In Remembrance of the Border War

Translated by: Phạm Đoan Trang

Dear, if you ever go to the border
you’ll find plenty of rose myrthes
shining their colour of purple
in that windy and sandy land.

They are as purple as the colour of faith
in the heart of the young soldiers
in the land of the border…

These beautiful lyrics of the song “Border Rose Myrthes” by songwriter Minh Quang arose from the inspiration he found in a 1979 trip to the northern border of Vietnam. The song would later be completed in 1984 amid tensions between Vietnam and China. Not long before his trip, on February 17, 1979, first sounds of gunfire echoed in the border area between the two countries, marking the return of Chinese invaders 190 years after their defeat in Dong Da, Ngoc Hoi (now part of Hanoi).

500,000 Chinese soldiers and civil defend servants from 9 combat corps of the PLA, together with many other military units, were deployed. At 5am, February 17, 1979, they opened fire, launching a large offensive across the entire northern border of Vietnam. In the brief war which lasted for only one month, the Chinese made an incursion deep into Vietnam, capturing some bordering cities including Lang Son, Lao Cai, Cao Bang, slaughtering approximately 10,000 civilians, destroying all crops and properties of the local people.
Within that savage war, at least 10,000 Vietnamese soldiers were killed, and they lay down over the hills, along the streams, in the trenches of the border area. Thousands of soldiers were injured. They were unyielding in fighting to defend national land and pushing back forces of invaders at last on March 18. Today, their graves can be found in every cemetery in northern provinces. Many remains have not been repatriated or even found, and the dead soldiers remain sand and dust permanently.
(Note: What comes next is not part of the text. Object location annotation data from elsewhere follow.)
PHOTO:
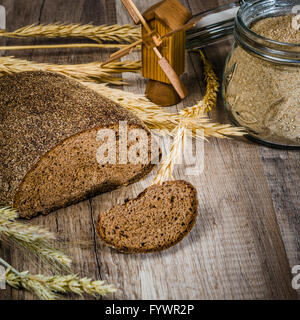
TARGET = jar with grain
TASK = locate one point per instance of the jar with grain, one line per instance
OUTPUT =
(261, 82)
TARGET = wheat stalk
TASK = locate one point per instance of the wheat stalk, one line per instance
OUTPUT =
(33, 238)
(156, 118)
(117, 33)
(47, 287)
(166, 168)
(212, 88)
(88, 71)
(195, 113)
(65, 46)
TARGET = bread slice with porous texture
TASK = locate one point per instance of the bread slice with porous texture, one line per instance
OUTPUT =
(49, 127)
(157, 219)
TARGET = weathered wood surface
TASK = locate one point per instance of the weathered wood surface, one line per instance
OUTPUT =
(246, 239)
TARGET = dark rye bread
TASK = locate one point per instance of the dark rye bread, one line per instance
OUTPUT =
(48, 129)
(157, 219)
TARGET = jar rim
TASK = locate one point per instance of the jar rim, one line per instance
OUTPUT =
(272, 50)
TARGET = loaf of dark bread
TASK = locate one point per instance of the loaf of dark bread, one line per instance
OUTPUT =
(157, 219)
(48, 145)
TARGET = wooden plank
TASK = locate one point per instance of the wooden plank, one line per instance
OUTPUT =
(74, 224)
(235, 250)
(282, 169)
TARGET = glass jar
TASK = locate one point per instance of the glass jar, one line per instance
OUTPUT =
(261, 81)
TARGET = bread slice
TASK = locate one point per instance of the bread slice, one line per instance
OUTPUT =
(48, 143)
(157, 219)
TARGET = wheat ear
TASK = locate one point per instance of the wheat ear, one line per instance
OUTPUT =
(196, 113)
(156, 118)
(117, 33)
(37, 240)
(48, 287)
(87, 72)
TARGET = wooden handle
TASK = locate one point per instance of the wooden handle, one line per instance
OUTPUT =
(173, 77)
(127, 4)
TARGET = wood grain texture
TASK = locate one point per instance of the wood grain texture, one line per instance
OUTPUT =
(247, 234)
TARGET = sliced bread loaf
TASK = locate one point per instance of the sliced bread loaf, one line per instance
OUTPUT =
(48, 143)
(157, 219)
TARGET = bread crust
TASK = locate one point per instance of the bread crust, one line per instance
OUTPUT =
(40, 110)
(138, 250)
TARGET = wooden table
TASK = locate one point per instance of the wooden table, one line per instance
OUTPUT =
(246, 239)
Those heroes, for many reasons, have not been commemorated during the past 34 years. Young generations today have almost no idea about the 1979 border war and about the soldiers, possibly of the same age as they are now, who sacrificed the life for the sake of the country.

We must never let those dead heroes fall into oblivion.
On February 16, 2012, a group of Vietnamese intellectuals called on people to take activities in commemoration of the soldiers in the border war. “Would you please, in every house, every market stall, every shop, every class and school, every cemetery, in any sacred place across the nation, burn an incense, place a flower or a garland with dedication reading, ‘In commemoration of the beloved sons and daughters of the motherland, who passed away in the defensive war against Chinese invaders in the northern border, the southeastern border, the Spratly and the Paracel islands. Would you please carve these words on the door of every house of us?’”
In support of this call, we urge people to use rose myrthes as a symbol to commemorate our soldiers who slipped away in the border war of 1979. Given the famous song by Minh Quang about young soldiers, “Border Rose Myrthes”, we believe these flowers should be regarded as the symbol of border soldiers, which has been engraved on Vietnamese hearts for dozens of years.

Kindly place rose myrthes on the altar of your home on February 17, decorate your home with rose myrthes, bring rose myrthes to the soldiers’ cemeteries, print rose myrthes on your T-shirts, pin rose myrthes on your clothes, use rose myrthes as your Facebook avatar, sing about rose myrthes, and about those dead soldiers.

And, more than ever before, please let the whole nation keep thinking about them as a way to demonstrate our deference to history and to become a mature people.